Durante os anos 30, Adolf Hitler manteve relações bastante amistosas com a Polônia, quando esta era governada pelo marechal nacional-socialista Josef Pilsudski. As visões do marechal polonês eram em muitos aspectos parecidas com as de Adolf Hitler, porém sem o aspecto expansionista dos nazistas. Hitler firmou com Pilsudski um Pacto de Não-Agressão em 26 de janeiro de 1934. Alguns historiadores como Dariusz Baliszewski (autor do artigo Ostatnia wojna marszałka) sustentam que assim que Hitler chegou ao poder, Pilsudski alertou a França sobre o rearmamento da Alemanha, que violara o Tratado de Versalhes, porém a França se recusou a organizar uma aliança contra Hitler, levando Pilsudski a firmar um Tratado de Não-Agressão com Hitler exatamente como Stalin faria 5 anos mais tarde, após a recusa da mesma França e da Tchecoeslováquia de declarar guerra ao nazismo após a invasão dos Sudetos, região da Tchecoeslováquia.

Dream of the Polish Eagle - Warfare History Network

Josef e Josef: a amizade de dois charás

Durante os anos do Pacto Polaco-Germânico, Adolf Hitler propôs a Josef Pilsudski a formação de uma aliança militar contra outro Josef, Vissaryonovitch Djugashvilli, mais conhecido como "Stalin", ao que Pilsudski rejeitou. O Marechal Pilsudski entendia que uma Polônia forte seria uma Polônia isenta de conflitos e richas militares.

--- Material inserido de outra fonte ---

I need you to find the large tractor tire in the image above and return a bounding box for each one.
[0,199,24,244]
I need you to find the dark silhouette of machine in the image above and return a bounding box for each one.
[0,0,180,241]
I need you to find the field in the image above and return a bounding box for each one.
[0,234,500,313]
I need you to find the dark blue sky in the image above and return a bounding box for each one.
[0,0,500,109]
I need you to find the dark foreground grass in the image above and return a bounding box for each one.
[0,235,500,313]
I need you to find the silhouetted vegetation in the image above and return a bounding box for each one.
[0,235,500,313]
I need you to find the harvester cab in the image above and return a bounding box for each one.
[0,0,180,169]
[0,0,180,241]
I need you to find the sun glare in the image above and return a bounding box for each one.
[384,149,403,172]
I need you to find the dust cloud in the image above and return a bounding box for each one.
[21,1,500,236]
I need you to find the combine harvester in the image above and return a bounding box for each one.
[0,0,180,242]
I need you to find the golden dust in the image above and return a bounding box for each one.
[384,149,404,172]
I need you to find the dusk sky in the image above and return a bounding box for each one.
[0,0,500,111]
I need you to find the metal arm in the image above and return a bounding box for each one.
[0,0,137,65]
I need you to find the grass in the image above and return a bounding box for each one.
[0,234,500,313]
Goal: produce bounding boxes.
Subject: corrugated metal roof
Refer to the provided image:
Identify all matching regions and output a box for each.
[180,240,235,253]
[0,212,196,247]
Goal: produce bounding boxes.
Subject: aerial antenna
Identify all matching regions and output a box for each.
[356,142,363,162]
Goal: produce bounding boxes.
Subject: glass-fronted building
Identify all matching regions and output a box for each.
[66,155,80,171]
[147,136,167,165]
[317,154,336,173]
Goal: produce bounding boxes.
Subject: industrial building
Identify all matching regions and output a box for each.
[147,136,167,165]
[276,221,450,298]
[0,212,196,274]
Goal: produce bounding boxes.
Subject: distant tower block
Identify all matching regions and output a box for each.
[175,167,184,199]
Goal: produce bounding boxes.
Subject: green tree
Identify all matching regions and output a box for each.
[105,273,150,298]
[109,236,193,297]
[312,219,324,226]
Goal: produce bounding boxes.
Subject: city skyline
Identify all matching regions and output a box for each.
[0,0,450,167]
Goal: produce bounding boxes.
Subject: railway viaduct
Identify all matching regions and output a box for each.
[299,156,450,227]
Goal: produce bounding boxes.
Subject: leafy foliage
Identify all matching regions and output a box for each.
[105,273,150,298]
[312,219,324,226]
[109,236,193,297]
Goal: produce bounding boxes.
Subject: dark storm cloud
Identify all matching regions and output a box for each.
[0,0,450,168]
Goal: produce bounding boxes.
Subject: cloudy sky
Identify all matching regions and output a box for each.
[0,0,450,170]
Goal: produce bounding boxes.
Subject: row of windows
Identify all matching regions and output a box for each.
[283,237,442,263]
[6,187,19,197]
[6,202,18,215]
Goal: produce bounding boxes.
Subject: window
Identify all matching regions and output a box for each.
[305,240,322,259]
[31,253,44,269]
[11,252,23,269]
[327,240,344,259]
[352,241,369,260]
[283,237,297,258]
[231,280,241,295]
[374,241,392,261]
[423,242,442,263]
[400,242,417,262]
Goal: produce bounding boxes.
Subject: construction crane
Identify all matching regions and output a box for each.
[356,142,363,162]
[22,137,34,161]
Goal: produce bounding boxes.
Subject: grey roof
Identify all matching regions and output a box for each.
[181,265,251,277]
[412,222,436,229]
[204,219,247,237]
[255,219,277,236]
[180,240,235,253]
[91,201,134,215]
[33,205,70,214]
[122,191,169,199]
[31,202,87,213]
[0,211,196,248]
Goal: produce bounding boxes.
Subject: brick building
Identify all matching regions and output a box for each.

Tudo mudou com a morte de Pilsudski, visto por alguns estudiosos russos como Nikolay Starikov como o "Lenin do nacional-socialismo polonês". Seu funeral teve a participação pessoal do führer alemão Adolf Hitler. 


Com a morte de Pilsudski, seu antigo camarada de armas tornou-se o novo Marechal da Polônia e em 1935 o "Segundo homem do Estado polonês" se tornaria o Ridz "Smigly", alcunha que lhe teria sido dada por suas qualidades pessoais, Smigly significando "corajoso, astuto", em polonês, alcunha essa que seria incorporada ao seu sobrenome, ele também foi promovido a marechal. Contrariando todas as posições de Pilsudski, em especial a de não se voltar para o Leste, Ridz-Smigly tomou todos os passos para tentar refundar a grande "Rzeczpospolita", isto é, a "República das Duas Nações" formada pela Polônia e Lituânia que ocupou grande parte da Europa Oriental durante a Idade Moderna. Era um Estado bastante organizado em vários aspectos, inclusive sendo um dos primeiros (segundo a historiografia polonesa o primeiro) a possuir uma constituição moderna, um Estado muito bem organizado que outrora fora elogiado por nomes como Friedrich Engels e mesmo Iosif Stalin em seus anos de revolucionário clandestino. Esse Estado, que foi um dos raros no mundo que conseguiu ocupar Moscou, desapareceu no século XIX, conquistado pelo Império Russo, após este derrotar Napoleão.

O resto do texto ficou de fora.